Voice Gesture

Do you remember Mouse Gesture ?

I am currently working on its good friend : Voice Gesture.

Well, the name is not very explicit, but it's a voice recognition library based on the Flash Player 10.1 Microphone new feature.

I just want to show you a very early demonstration :

Voice Gesture from didier.brun on Vimeo.

As you can see, it works pretty fine ( > 95% accuracy ) but I have to admit that, for now, the algorithm require these 2 points :

  • The user is the trainer (I have recorded my own voice models into the library)
  • A silent place

I have some more work to optimize the algorithm and build an AIR application to record and organize the sound library.

So keep in touch, I will publish this library soon...

PS : Voice Gesture works in a simple web-based Flash Player 10.1 (I have recorded this demo using FireFox), it is not specific to AIR 2.0.

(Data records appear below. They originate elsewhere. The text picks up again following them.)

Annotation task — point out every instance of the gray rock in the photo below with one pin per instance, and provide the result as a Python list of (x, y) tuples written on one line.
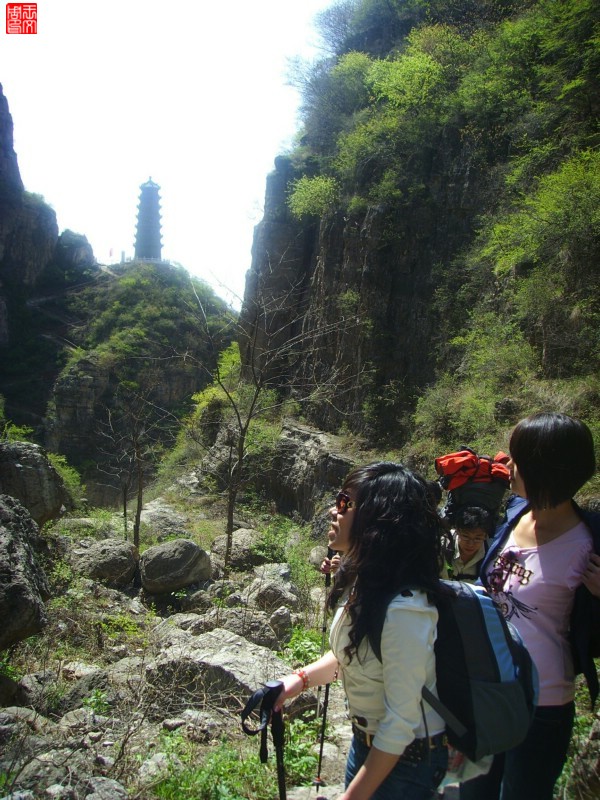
[(105, 789), (27, 474), (220, 664), (112, 561), (251, 624), (269, 595), (23, 584), (244, 552), (173, 565)]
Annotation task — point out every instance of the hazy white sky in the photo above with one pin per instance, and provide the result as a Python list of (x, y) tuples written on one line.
[(111, 92)]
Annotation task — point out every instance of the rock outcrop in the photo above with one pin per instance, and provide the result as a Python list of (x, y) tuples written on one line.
[(23, 584), (173, 565), (28, 228), (27, 474), (110, 561)]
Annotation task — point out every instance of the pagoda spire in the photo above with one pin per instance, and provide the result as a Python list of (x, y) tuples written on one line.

EDIT 11/02/01 : MAX SAMPLE FILES - AVAILABLE

Sorry, I have very little time to update/clean and publish a good version of VoiceGesture (and also few commercial constraints). However, I give you the MAX BOYL zip file containing :

  • My presentation PDF
  • All samples & exercices using the latest version of VoiceGesture & PitchDetection

The sources are undocumented, but if you have questions, post on this thread, I will have a look the best I can...

The link : VOICE_GESTURE.zip

Comments (60)

  1. Very nice ! Well done mate.

    Wednesday, December 16, 2009 at 2:00 am #
  2. Tek wrote:

    Your teaser is impressive, I’m pretty sure we will see it used in a real life project soon. I hope that the algorithm could be improved in a near future to remove defaults you found in it currently.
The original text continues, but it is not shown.